In mild cases, the first thing to do is to get out of the sun. The symptoms generally subside after a few hours. Affected persons should lie on their back with their head slightly elevated. The head and neck can be cooled using a damp cloth or cold pack (always wrap a cold pack with a layer of fabric, to prevent frost bite). If the symptoms do not resolve, it is advisable for affected persons to go to hospital.

Heat stroke - overloading of the body's heat regulation

Heatstroke is most likely to occur when the body is exposed to high temperatures for long periods of time, or after excessive physical exertion in hot conditions. It can also be caused by severe dehydration, if fluid levels are not replenished. Dehydration causes sweat production to fail, meaning that the body can not get rid of enough heat. This leads to a build up of heat, causing the core temperature of the body to rise.

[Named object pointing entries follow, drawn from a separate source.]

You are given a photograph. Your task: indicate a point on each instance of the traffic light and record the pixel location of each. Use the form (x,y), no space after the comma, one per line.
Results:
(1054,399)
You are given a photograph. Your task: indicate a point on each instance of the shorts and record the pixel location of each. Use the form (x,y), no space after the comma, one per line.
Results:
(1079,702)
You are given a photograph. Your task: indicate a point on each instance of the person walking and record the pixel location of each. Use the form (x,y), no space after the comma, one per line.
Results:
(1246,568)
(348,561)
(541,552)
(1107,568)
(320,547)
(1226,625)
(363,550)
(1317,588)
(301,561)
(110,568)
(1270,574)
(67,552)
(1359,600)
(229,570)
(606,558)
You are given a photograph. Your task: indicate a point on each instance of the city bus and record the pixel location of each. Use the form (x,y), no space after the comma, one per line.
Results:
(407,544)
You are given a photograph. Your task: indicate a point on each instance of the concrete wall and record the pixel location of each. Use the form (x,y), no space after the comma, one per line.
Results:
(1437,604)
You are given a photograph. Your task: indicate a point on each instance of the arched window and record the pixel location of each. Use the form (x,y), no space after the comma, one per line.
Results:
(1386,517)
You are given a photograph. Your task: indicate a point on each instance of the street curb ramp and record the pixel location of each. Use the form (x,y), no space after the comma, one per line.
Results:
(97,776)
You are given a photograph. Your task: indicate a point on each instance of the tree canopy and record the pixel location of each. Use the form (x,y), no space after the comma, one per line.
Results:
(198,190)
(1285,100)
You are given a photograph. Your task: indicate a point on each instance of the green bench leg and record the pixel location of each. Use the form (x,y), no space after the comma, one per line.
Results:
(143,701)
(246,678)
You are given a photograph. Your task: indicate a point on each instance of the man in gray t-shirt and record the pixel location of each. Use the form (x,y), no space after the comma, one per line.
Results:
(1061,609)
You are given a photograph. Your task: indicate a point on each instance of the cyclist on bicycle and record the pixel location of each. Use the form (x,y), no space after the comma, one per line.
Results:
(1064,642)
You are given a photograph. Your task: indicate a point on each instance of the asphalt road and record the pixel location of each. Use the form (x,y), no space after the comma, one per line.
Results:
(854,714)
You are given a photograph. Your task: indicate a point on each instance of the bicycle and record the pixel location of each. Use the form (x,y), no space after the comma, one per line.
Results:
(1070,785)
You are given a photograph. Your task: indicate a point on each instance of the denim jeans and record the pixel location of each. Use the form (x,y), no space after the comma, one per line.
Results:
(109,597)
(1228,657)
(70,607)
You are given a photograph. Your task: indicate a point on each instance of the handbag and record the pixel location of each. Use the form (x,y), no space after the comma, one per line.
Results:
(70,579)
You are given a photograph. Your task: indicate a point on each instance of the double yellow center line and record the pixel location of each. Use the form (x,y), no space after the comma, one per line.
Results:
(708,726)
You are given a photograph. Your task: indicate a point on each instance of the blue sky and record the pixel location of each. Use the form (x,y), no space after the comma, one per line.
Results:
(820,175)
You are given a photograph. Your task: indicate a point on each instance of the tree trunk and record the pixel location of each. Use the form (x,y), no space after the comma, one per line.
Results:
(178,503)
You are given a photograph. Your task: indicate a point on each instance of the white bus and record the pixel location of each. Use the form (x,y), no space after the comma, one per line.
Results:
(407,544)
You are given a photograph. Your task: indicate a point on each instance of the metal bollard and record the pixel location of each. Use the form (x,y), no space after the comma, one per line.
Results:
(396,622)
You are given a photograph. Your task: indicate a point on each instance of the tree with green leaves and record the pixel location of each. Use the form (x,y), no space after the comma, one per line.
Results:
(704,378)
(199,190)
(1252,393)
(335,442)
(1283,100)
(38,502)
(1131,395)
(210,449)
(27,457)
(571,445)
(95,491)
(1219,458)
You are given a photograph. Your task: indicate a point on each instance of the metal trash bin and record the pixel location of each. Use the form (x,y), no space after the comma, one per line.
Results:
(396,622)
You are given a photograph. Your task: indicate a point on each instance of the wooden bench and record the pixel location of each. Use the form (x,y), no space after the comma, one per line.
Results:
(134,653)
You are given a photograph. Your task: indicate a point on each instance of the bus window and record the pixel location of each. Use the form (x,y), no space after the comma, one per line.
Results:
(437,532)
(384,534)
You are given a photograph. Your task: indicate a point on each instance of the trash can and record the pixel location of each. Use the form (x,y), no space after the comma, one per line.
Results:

Typical symptoms are increased pulse rate, dizziness and nausea. The skin is dry, hot and sometimes also reddened. The blood pressure is initially normal, but drops over time. Shock can cause the circulation to slow, which means that the organs are not provided with enough blood. If the brain is affected, consciousness can be impaired and in extreme cases death may occur.

Affected persons should be taken to a cool place as quickly as possible. Often a shady spot under a tree or sun-shade will suffice. Active cooling can be effected using cold packs (not applied directly onto the skin) and damp wrappings on the arms, legs, neck and groin. If the temperature is very high, an ice-water bath can even be life saving. In any case removing the clothes will help.

Moving the person into the shock position is recommended: lie the affected person on their back with their legs elevated. If the person is conscious, hydration should be given slowly, in order to balance the loss of fluids. The ideal fluid temperature is lukewarm, so that it can be quickly absorbed by the body. Alcohol is of course strictly forbidden. Tea, water and weak fruit juices are ideal.

Drinking to compensate dehydration
Dehydration can be life-threatening

Heat cramps - electrolyte deficiency

Along with sun stroke and heat stroke, there are other possible complications, for example heat cramps, which are caused by an excessive loss of electrolytes through sweat, especially sodium chloride aka table salt. The symptoms are cramps and circulation problems. Taking strongly seasoned broth or electrolyte drinks is recommended, since the consumption of tap or mineral water can lead to water intoxication.

Heat syncope (fainting) - hypotension

Fainting or heat syncope occurs when the peripheral blood vessels of the arms and legs dilate due to heat. Blood then collects in these regions, causing the blood pressure to drop. This leads to a feeling of weakness, which is usually short lasting. Warning signs are dizziness, nausea and feelings of weakness. Fainting most often occurs under the influence of alcohol or in large crowds. Affected persons should remove themselves from the situation and get to a shaded place.

Heat exhaustion - dehydration

When extreme dehydration and electrolyte deficiency are not compensated by adequate fluid intake, this can often lead to heat exhaustion. The blood volume decreases and the body cannot be supplied with enough blood. Headaches, dizziness and loss of consciousness can follow. Further symptoms are a racing pulse and low blood pressure, quick and shallow breathing and skin which is at first reddened and later pale and clammy.

Affected persons should seek out a cool and shaded position. Unconscious persons should be placed in a stable position on their side and persons who are still conscious can be placed in the shock position. Lukewarm, electrolyte enriched liquid can be given to compensate for the fluid loss. However, liquid should be given slowly, to prevent choking.